CMS would create a new condition of participation (CoP) to require hospitals to send patient event notifications of a patient’s admission, discharge, and/or transfer (ADT) to another health care facility or to another community provider. This requirement would be limited to only those Medicare- and Medicaid-participating hospitals and CAHs that possess EHR systems with the technical capacity to generate information for electronic patient event notifications. Included Information would be, at a minimum, the patient’s basic personal or demographic information, as well as the name of the sending institution (that is, the hospital), and, if not prohibited by other applicable law, diagnosis. CMS would also encourage hospitals, as their systems and those of the receiving providers allow, to work with patients and their practitioners to offer more robust patient information and clinical data upon request in accordance with applicable law.

Compliance date: CMS seeks comments on a reasonable timeframe for implementation of these proposals for hospitals, psychiatric hospitals, and CAHs.

What this means for Hospitals:

  • CMS is seeking to further expand requirements for interoperability beyond the current requirements of the Promoting Interoperability (PI) program. This proposal would introduce a completely new mechanism that does not align with work currently underway to meet the 2019 PI program requirements. Hospitals would have to shift focus to this new requirement in order to satisfy the change in the Medicare CoP.
  • To create an electronic patient event notification using the change in ADT status to trigger a message to a receiving provider or to an HIE system that can then route the message to the appropriate provider, hospitals would be required to identify which patient has a relationship with what provider and either:
    • Build an interface connection point to every downstream provider and only send ADT messages about that particular patient, or
    • Find and join an HIE that offers event notification services where the HIE provides some sort of patient matching between the systems connected to the HIE and is able to manage the transmission of ADT message out to other systems.
  • Hospitals who are not part of an HIE that can manage and direct the flow of the ADT to the appropriate provider would have to custom develop and maintain this functionality on their own.
  • This would be a significant burden for hospitals who are not part of an exchange organization to develop and maintain the workflow and functionality on their own to satisfy the proposed requirement to transmit ADT messages to other providers.
  • This would require new considerations for audit evidence and supporting documentation such as a Health Level 7 (HL7) message and some configuration screen shots.
  • We do not agree with CMS’ estimation of this effort as CMS believes this proposal would impose minimal additional costs on hospitals and the cost would largely be limited to the one-time cost for initial implementation of the notification system, to revision of policies and procedures as they relate to discharge planning; and for communicating these changes to affected staff.


The 3 Requests for Information (RFIs) and Other Comment Request

RFIs for future rulemaking

CMS includes three RFIs on:

  • CMMI models. General principles around interoperability within the CMS Medicare and Medicaid Innovation Center (CMMI) models for integration into new models, through provisions in model participation agreements or other governing documents.
  • Patient matching.
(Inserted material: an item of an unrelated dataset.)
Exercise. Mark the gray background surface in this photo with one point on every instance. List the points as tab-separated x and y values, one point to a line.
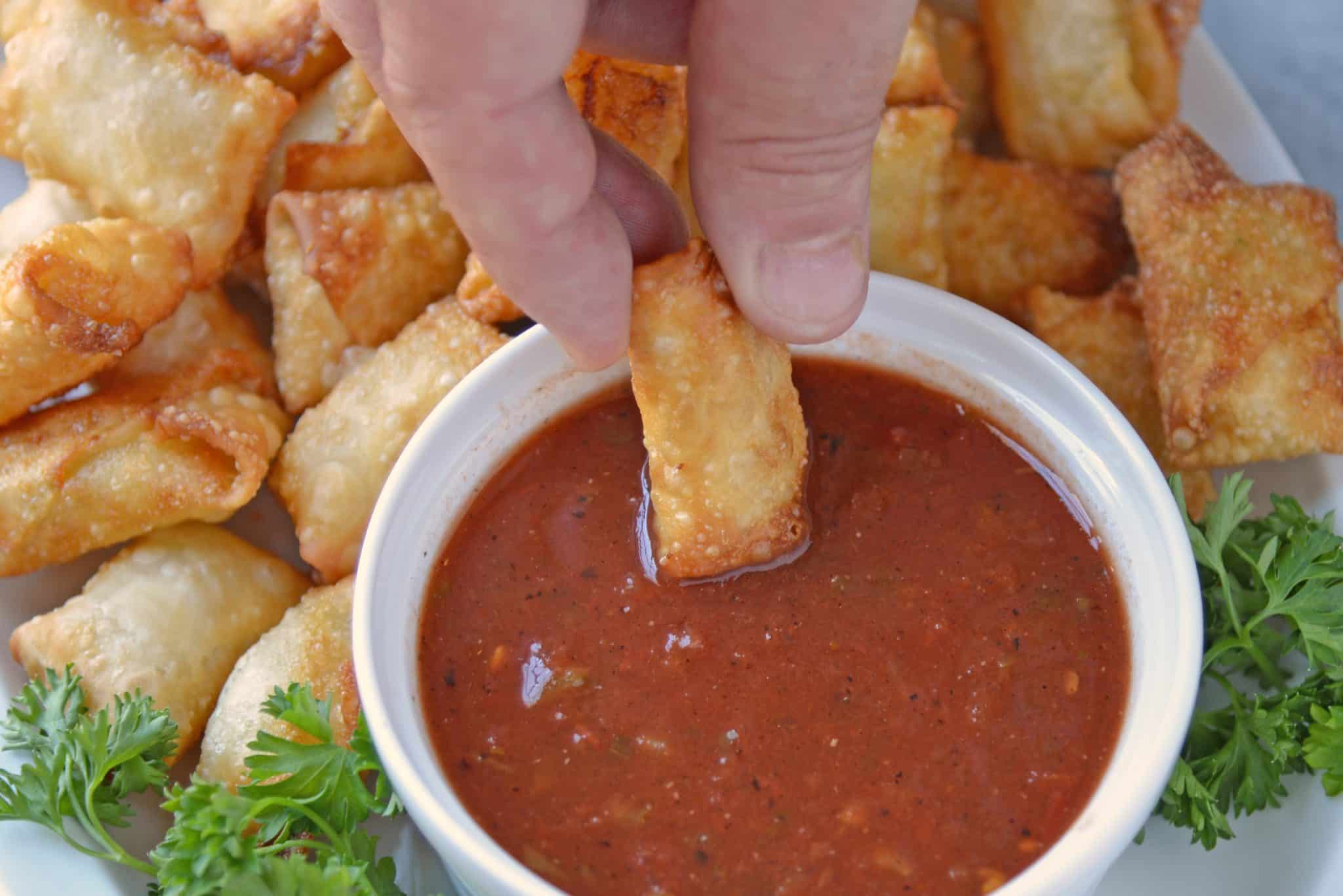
1290	56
The role of patient matching in interoperability and improved patient care.
  • Post-acute care providers. Interoperability and health IT adoption in Post-Acute Care (PAC) settings.

Seeking Comment for 2020 rulemaking

CMS expects to introduce a proposal for establishing “interoperability activities” in the FY 2020 Inpatient Prospective Payment System (IPPS) rulemaking in conjunction with other updates to the PI Program. CMS invites comments on ideas for “interoperability activities” for which eligible hospitals (EHs) and CAHs could receive credit in lieu of reporting on program measures.